A Mule event contains the core information processed by the runtime. It travels through components inside your Mule app following the configured application logic.
Note that the Mule event is immutable, so every change to an instance of a Mule event results in the creation of a new instance.
A Mule Event is composed of these objects:
- A Mule Message contains a message payload and its associated attributes.
- Variables are Mule event metadata that you use in your flow.
A Mule event is generated when a trigger (such as an HTTP request or a change to a database or file) reaches the Event source of a flow.
This trigger could be an external event triggered by a resource that might be external to the Mule app.
- A trigger reaches the event source.
- The event source produces a Mule event.
- The Mule event travels sequentially through the components of a flow.
- Each component interacts in a pre-defined manner with the Mule event.

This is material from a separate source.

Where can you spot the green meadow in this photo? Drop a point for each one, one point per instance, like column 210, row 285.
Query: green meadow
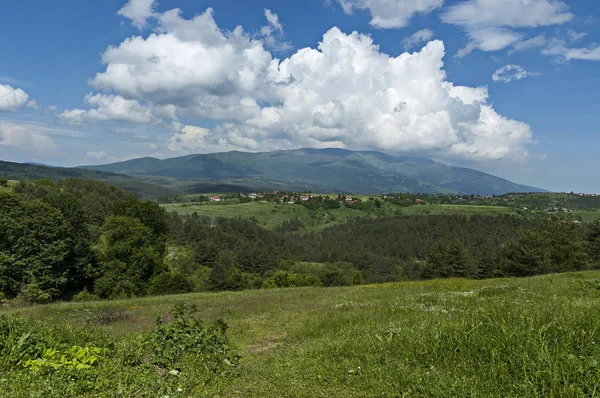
column 525, row 337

A Mule message is created as part of a Mule event when a Message source in a Mule flow triggers a flow to start, as when an HTTP listener receives a response or each time the Scheduler component triggers an execution of the flow.
For example:
When an HTTP listener in a Mule app receives a response, it creates a Mule event with a Mule message that contains the content of the response as its payload along with the metadata associated with that content, such as HTTP headers, as it attributes. Message processors in the flow (such as Core components, File read operations, or the HTTP request operations) can then retrieve, set, and process Mule message data that resides in the Mule event according to their configurations.